つれづれなるままに-日暮日記

現世の森羅万象を心に映りゆくままに書きつくる。

トランプはやはり不動産屋の発想

 トランプ米大統領がメキシコとの壁建設にゴーサインを出す大統領令に署名したようです。選挙期間中に言っていた話なので、驚くことはないんでしょうが、TPPへの不参加表明と同様、やることが早すぎます。共和党の他幹部の意見も聞かず、さっささっさと自分の主張を具体化していいのものでしょうか。党内の人は抵抗もせず、黙認するだけなのでしょうか。
 それにしても、「壁、壁」と選挙中からうるさかったですね。小生はトランプ氏の「壁」構築を聞くと、思い出すことがあります。中国深圳市と香港の間には通関、いわゆる関所があります。中国側はこの関所について、かつて深夜時間帯の通行を禁止していたのです。それを、2009年1月から24時間通行可能にしたのですが、この予告が出た直後、香港で大反対の声が沸き上がりました。
 反対の表面的な理由は、香港に”下品な”大陸中国の人間が大量に入り込むことを香港人は望まないということだったのですが、本当の理由はそんなことではないのです。実は、反対運動を煽ったのは香港の大企業である長江実業、ヘンダーソンサンフンカイなどの不動産業界だったのです。
 なぜ不動産屋さんが反対するのか。深圳・香港間の行き来は片道わずか1時間ほどで可能ですから、もし両都市間の通行が深夜を含めて自由になれば、深圳から香港への通勤、通学は十分可能になります。そうなれば、労働者はわざわざ価格の高い香港内でのマンションを買わず、深圳での比較的安い住宅購入を希望することになりましょう。香港での住宅売り上げは減少します。
 つまり、高級なところを隔離するための壁があればあるほど、その土地は絶対的なものとなり、不動産の価値は維持されます。人やモノが自由往来すればするほどその土地の価値は下がる。香港の不動産屋さんはその辺のところを分かっていたので、土地の価格が安い深圳との24時間自由通行に反対したのです。
 昨今のトランプ氏の「壁」話を聞くと、米国の土地、住宅、オフィスビルの価値を下げたくないという、どうも不動産屋さんの発想であるような気がしてならないのです。
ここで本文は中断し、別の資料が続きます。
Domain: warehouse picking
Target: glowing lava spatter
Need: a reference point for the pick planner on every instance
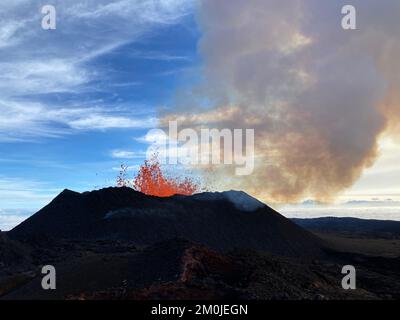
(150, 180)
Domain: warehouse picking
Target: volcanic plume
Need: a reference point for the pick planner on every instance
(319, 97)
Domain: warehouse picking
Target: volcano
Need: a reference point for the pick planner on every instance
(222, 221)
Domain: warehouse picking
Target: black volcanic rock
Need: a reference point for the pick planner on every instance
(222, 221)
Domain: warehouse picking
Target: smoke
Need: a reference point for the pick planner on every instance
(319, 97)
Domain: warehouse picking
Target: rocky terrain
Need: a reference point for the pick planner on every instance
(167, 261)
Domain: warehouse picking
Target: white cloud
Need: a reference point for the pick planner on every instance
(34, 120)
(125, 154)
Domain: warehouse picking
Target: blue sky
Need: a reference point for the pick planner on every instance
(76, 102)
(73, 98)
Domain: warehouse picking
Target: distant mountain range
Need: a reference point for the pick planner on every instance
(222, 221)
(117, 243)
(352, 226)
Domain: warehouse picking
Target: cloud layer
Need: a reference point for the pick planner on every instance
(36, 63)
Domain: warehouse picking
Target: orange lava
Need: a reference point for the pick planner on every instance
(151, 181)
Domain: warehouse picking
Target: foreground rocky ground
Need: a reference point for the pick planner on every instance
(179, 269)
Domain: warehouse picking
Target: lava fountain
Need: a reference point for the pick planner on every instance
(152, 181)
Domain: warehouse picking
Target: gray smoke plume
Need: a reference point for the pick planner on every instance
(318, 96)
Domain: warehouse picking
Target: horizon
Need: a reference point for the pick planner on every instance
(77, 102)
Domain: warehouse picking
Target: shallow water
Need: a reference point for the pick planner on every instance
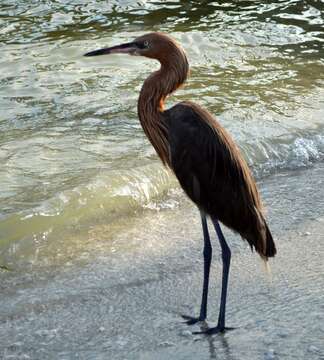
(69, 129)
(100, 252)
(126, 301)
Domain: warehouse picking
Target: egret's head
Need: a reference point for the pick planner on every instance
(157, 46)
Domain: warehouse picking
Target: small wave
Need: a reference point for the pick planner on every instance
(108, 196)
(116, 194)
(287, 152)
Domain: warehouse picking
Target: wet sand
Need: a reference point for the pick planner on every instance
(126, 302)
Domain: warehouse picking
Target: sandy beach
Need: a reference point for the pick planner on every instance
(126, 302)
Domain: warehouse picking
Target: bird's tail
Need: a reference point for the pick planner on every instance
(264, 245)
(262, 240)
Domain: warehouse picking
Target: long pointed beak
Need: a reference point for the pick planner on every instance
(128, 48)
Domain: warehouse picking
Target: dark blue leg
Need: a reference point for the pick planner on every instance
(207, 260)
(226, 258)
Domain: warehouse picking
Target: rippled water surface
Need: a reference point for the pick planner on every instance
(71, 147)
(99, 249)
(69, 128)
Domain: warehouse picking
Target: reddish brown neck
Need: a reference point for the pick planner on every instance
(155, 90)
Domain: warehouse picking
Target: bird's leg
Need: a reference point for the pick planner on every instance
(207, 260)
(226, 258)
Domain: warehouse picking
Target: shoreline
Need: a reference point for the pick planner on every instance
(125, 301)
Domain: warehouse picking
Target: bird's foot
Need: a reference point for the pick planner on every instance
(215, 330)
(190, 320)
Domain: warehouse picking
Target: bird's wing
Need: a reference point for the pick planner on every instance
(213, 173)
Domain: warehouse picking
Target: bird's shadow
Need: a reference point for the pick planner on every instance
(217, 344)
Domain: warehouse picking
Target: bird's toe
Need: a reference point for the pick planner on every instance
(190, 320)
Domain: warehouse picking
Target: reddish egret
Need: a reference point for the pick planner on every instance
(202, 155)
彼がビジネスマンと言っても、いわゆる主流である製造業出身ではない。製造業者は自らの利益を長い目で見れば、グローバル化した方が利益になるということがよく理解できるはず。その意味でトランプ氏は真のビジネスマンではないのです。
 再三触れているように、経済全体で見た場合、保護貿易や国境の壁は自国の生産物や雇用を守るという意味で短期的に喝采を浴びるかも知れません。自国優先の発想は悪いことではありません。ただ、保護貿易となれば、海外から安いモノが入らなくなり、国民は結局自国の労賃の高い労働者が作った高いモノばかり買わされる。「壁」は人の流れも阻害し、米国がそれまで享受してきたサービス業などの安い労働力を得ることができなくなります。長期的にはその国の利益を損なうということを理解すべきです。

 上の写真は、スリランカコロンボ市内の独立広場の風景。